Cache timing attacks work by setting a cache set, which contains cache lines, to a known measurable state, such as not containing the target address, and measuring the access time of the target address’s cache line. This exploits the fact that the cache access is significantly faster than non-cache access, this delay can be reliably measured, and that cache state is not isolated. If the access time is above a given, system dependent, threshold then it is inferred that the read came from memory and was not in the cache, and the program of interest had not accessed the address.

The CPU cache works on the granularity of cache lines which are often composed of multiple addresses. This means that a target address can end up in the cache if a non-target address which happens to be in the same cache line is accessed. This can cause false positives. However this can also be used to target an address which is not shared with another process.

Memory sharing is common for libraries (content aware sharing) and VMs (content based page sharing) and is needed for some attacks to measure if the target address is cached but not all attacks require memory sharing.

Measuring access time of a target address can be done 1) directly by explicitly loading the target cache line or 2) indirectly such as by requesting another process to load the target cache line in a measurable way like via a function call.

Specific Attacks

Spectre

Takes advantage of speculative execution to control the cache state.

Paper [PDF, Annotated]

Flush+Reload

Steps:

Flush: clear the target address from cache using the clflush processor operation.
Allow the program of interest to run.
Reload: measuring the access time of the target address. If the access time is above a given, system dependent, threshold then it is inferred that the read came from memory and was not in the cache, and the program of interest had not accessed the address.

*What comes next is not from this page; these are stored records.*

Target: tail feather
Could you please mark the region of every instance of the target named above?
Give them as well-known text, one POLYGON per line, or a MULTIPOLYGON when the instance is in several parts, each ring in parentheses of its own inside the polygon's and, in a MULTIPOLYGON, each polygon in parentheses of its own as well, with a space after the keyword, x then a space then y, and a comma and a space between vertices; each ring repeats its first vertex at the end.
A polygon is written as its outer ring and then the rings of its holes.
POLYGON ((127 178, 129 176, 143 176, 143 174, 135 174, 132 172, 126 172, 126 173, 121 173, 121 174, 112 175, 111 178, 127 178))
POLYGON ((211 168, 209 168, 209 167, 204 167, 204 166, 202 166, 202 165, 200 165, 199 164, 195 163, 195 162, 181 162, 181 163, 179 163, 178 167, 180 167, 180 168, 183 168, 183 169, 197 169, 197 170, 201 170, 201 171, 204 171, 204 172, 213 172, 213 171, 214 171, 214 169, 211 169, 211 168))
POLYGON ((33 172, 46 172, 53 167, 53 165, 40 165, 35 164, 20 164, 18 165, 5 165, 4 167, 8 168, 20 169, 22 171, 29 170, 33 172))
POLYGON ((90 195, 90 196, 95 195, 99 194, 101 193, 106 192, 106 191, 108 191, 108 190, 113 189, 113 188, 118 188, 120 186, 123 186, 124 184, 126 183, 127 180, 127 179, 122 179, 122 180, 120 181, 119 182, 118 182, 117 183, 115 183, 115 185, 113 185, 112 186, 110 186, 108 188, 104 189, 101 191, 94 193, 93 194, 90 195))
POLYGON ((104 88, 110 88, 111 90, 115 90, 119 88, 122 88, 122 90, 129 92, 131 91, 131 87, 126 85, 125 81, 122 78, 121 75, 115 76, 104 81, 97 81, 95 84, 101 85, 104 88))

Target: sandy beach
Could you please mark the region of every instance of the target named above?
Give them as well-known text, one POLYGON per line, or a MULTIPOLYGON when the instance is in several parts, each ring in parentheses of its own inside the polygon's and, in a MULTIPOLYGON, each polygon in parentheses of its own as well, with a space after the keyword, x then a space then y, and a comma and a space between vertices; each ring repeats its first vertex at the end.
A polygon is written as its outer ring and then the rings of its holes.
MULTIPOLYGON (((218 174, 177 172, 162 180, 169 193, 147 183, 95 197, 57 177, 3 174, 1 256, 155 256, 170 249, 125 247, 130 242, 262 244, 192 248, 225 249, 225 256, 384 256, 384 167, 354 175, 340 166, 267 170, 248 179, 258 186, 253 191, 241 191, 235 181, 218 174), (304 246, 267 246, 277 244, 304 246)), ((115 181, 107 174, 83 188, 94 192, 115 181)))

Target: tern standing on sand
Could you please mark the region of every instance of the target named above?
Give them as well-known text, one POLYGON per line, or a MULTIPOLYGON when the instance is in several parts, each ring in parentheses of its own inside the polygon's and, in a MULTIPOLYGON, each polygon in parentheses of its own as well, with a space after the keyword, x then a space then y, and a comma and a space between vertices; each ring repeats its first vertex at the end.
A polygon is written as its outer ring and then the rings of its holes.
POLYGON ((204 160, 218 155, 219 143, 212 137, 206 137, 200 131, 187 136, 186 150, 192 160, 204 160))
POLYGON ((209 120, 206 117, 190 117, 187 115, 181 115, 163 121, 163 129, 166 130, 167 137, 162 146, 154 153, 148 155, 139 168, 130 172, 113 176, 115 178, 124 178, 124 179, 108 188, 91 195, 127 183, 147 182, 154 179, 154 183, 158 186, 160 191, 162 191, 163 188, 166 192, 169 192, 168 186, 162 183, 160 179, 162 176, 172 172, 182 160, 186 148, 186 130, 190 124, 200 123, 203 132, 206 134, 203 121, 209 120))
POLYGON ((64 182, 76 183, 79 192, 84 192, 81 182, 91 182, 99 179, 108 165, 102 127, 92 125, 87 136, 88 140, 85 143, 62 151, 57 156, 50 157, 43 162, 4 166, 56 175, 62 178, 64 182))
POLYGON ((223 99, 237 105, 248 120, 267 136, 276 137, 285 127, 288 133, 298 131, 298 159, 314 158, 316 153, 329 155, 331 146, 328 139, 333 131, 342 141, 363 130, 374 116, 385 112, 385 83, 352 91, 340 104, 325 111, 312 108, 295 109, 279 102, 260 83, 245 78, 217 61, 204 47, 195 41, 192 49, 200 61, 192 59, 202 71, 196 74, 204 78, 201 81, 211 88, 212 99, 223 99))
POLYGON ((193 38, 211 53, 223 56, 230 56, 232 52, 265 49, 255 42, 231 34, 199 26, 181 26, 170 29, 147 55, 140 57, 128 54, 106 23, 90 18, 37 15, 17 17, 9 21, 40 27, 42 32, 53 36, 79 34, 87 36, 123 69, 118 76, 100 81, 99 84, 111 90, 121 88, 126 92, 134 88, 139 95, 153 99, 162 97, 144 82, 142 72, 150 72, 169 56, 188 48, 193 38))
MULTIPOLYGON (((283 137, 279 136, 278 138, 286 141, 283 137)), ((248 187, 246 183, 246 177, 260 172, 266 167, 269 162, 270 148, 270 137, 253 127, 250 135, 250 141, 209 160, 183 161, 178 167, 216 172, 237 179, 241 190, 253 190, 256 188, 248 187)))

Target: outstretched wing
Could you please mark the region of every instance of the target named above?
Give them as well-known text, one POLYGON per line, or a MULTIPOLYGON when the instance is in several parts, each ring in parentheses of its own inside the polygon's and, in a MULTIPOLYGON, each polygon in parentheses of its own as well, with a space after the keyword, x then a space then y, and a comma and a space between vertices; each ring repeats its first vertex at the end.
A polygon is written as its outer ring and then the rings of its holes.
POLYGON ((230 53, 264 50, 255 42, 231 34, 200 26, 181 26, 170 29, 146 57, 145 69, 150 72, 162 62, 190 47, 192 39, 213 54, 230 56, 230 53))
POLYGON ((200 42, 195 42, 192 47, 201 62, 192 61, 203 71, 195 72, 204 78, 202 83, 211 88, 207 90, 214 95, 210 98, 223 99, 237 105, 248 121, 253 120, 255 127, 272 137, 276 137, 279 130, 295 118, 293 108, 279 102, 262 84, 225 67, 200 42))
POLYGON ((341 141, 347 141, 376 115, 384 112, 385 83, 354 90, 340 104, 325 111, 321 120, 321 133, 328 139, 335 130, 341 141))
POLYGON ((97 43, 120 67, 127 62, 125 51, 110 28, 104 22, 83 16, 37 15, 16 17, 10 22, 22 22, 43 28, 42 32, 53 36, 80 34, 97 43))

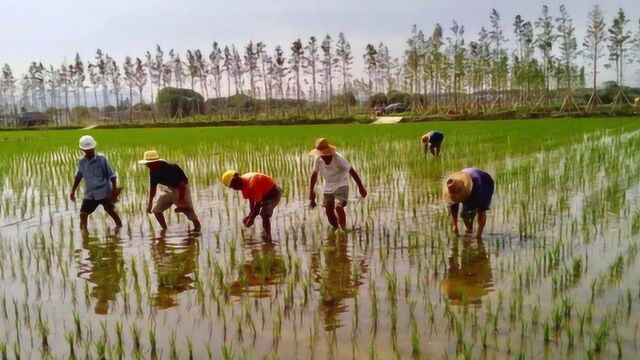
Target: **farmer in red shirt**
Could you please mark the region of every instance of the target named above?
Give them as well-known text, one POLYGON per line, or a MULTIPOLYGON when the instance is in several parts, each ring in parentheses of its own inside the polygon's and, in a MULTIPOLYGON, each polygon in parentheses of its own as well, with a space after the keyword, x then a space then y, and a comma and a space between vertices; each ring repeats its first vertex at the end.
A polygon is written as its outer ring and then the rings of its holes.
POLYGON ((268 175, 256 172, 240 175, 235 170, 227 170, 221 180, 224 186, 242 191, 242 197, 249 200, 249 215, 242 220, 242 224, 251 227, 260 215, 265 240, 270 242, 271 216, 280 202, 282 189, 268 175))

One advantage of clflush is that it works across cores. The operation clears the cache line of the address from the last level cache, shared by all cores, and all higher (closer to core) caches allowing a process running on one core to infer memory access of a process on any core which shares the cache line of the address of interest.

Prime+Probe

Steps:

Prime: clearing the target address from the cache by loading addresses known to not be the target address; this can be done by having an unrelated process access a large set of its own addresses.
Allow the program of interest to run.
Probe: measure access time of the target address. The probe phase can also serve as the prime phase for the next iteration.

This attack can work across cores by targeting the last level cache (LLC) if a subset of cache lines in the LLC can be targeted; without being able to target a subset of the LLC all addresses would need to be targeted, and due to the size of the LLC and slower access time targeting specific address access of a target process becomes too difficult because of the low resolution of the measurements (multiple cache loads would be measured in a single probe phase).

Some Thoughts

If one can suspend the target process before and after the measurement phase for a known duration without introducing too much noise then attacks which have a long measure phase that results in low granularity could be made to have a higher granularity. Perhaps this can be done by evicting the instruction cache of the program of interest?